ここでは、「ROS2」というツールがなぜ存在するのか、Gazeboとは何かについて解説します。
ROSとは、Robot Operating Systemの略です。WindowsやMacなどを指す「OS」も「Operating System」であるため、コンピュータのコアとなって動作するようにも聞こえますが、実際は、OS上で動く「ミドルウェア」の立ち位置です。
ミドルウェアはアプリケーションとOSの中間に位置するソフトウェアであり、様々なアプリケーションと共有されます。ハードウェアとソフトウェアの差異を吸収したり、開発速度を向上させる目的で使用されます。
ROSはロボット研究における長年の課題であった「車輪の再発明」を解決するためのツールとして開発され、10年以上経過した現在、世界中で使われるロボットの代表的なミドルウェアに成長しました。
ROSは、次のような機能があり、ロボット開発者に愛されています。
- ソフトウェアとソフトウェアをつなぐパイプ
- 任意の通信名と形式を指定すれば他プロセス・他デバイス間の通信を簡単に実現します。多種多様な接続方法や環境で動作するソフトウェアを柔軟に非同期で通信させることはとても難しく、これを安定したプラットフォームが支える意義はとても大きいです。
- オープンソース
- RVizやGazebo、Moveltなどの有料ソフトであれば数十万もするような高機能ツールがオープンソースであり、ロボット開発に役立ちます。
- ROS2の基幹システムはオープンソースです。
- 対応デバイスの豊富さ
- Velodyneなどの数百万円するセンサからArduinoなどの小型デバイスまで、ROSは広く対応し、ハードウェアの差異を吸収するのに十分な開発環境を備えています。
- 近年ではメーカー側が積極的にROS用ドライバをオープンソースで公開する流れも広まっており、コミュニティを活性化させています。
- コミュニティ
- ROSプロジェクトやその関連パッケージへのオープンソースによる貢献は世界規模で行われています。ROSコミュニティは小型なマイコン上で動くROSのプロジェクトから自動運転や産業用ロボットと広いです。
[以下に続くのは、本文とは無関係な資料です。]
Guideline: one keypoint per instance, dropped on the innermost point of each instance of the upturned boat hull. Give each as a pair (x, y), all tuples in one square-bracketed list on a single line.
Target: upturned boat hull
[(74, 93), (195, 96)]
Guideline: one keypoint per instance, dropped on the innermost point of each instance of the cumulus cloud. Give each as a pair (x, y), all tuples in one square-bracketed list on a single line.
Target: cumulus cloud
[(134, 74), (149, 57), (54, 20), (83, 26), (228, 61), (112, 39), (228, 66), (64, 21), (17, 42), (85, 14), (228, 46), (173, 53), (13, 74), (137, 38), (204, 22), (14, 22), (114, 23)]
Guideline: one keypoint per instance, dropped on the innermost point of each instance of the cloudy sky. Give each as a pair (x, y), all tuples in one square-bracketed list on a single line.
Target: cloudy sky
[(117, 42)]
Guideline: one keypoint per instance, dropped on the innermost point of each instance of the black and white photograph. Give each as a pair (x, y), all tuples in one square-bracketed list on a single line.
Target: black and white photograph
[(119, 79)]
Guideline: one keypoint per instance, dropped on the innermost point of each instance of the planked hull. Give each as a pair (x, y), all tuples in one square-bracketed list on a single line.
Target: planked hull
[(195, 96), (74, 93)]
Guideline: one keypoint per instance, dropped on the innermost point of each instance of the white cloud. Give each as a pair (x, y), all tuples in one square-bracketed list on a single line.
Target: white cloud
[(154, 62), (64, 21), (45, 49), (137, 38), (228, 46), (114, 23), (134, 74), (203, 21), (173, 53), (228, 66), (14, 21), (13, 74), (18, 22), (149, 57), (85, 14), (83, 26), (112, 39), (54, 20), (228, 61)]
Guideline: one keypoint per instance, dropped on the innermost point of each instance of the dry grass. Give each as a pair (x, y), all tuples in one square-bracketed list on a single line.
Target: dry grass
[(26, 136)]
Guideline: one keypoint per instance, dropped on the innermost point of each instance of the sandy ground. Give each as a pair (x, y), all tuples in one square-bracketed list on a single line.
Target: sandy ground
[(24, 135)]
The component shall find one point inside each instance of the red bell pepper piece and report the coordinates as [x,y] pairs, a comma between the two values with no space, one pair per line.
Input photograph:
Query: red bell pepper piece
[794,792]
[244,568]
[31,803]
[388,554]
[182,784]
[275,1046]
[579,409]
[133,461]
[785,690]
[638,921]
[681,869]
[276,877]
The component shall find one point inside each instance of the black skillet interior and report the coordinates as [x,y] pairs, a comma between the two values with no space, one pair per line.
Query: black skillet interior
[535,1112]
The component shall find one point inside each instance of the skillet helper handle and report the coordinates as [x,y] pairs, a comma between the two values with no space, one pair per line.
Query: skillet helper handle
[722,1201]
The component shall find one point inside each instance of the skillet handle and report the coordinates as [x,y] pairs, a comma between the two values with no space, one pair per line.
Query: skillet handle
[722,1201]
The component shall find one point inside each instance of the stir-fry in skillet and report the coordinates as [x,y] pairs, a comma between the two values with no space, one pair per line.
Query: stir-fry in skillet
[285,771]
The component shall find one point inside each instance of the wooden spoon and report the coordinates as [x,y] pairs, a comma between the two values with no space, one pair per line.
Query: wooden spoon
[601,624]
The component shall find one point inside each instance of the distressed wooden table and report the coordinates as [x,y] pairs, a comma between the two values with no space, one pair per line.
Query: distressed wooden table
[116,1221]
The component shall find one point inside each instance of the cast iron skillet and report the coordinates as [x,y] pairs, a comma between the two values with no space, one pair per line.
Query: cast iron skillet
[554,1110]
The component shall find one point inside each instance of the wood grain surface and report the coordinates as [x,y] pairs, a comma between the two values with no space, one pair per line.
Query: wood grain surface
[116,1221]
- ROSの国際的な会議「ROSCon」では多くの研究者・開発者が参加し、ROSに関わる最新の成果を発表しています。
ROSはPublisher-Subscriber方式のプロセス間通信を非同期で行います。ROSを使用する理由のほとんどがこの機能の柔軟性に支えられれていると言っても過言ではありません。
具体的には、プログラムA・B・Cが存在したとき、Aがタグ名”a”にデータを格納して送信、BとCが”a”というタグのデータを待つことにします。
このとき、プログラムAをPublisher(配信者)、BとCをSubscriber(購読者)と呼び、A・B・Cは互いの存在を知ることは無いですが、Aは配信を行い続け、BとCはそのタグのデータを受け取り次第、逐次処理を行って行きます。このような配信者と購読者が直接互いを認識しなくてもタグの識別によって通信を確立することができるシステムをそれぞれの名前を組み合わせて「Pub-Sub通信」と呼びます。
Subscriber側から見れば、データを受信するタイミングは不定期であるため、受信するプログラムはフリーズしないように非同期で呼び出されます。
Pub-Sub通信を身近な例で例えるとするなら、ラジオの選局が当てはまると思います。
ラジオの放送局(Publiisher)は特定周波数の電波(タグ)に音声(データ)を乗せて飛ばします。リスナー(Subscriber)は電波(タグ)を選択してその音声(データ)を受け取ることができます。
ROSによってPub-Subの入出力があるプログラムをノード(Node)と呼び、入出力をそれぞれトピック(Topic)と呼びます。各ROSパッケージやライブラリは、ノードの役割とその入出力のトピックを提示されており、開発者はそれを自在に組み合わせることで簡単にデバイスやアルゴリズムを流用することができます。
ROS2は、研究用途で開発されたROS1に産業的側面を考慮して設計されたROSです。
ROS2は、明確な使用がドキュメント化されており、設計の信頼性や継続的なメンテナンスが行われているミドルウェアであるDDSを採用しました。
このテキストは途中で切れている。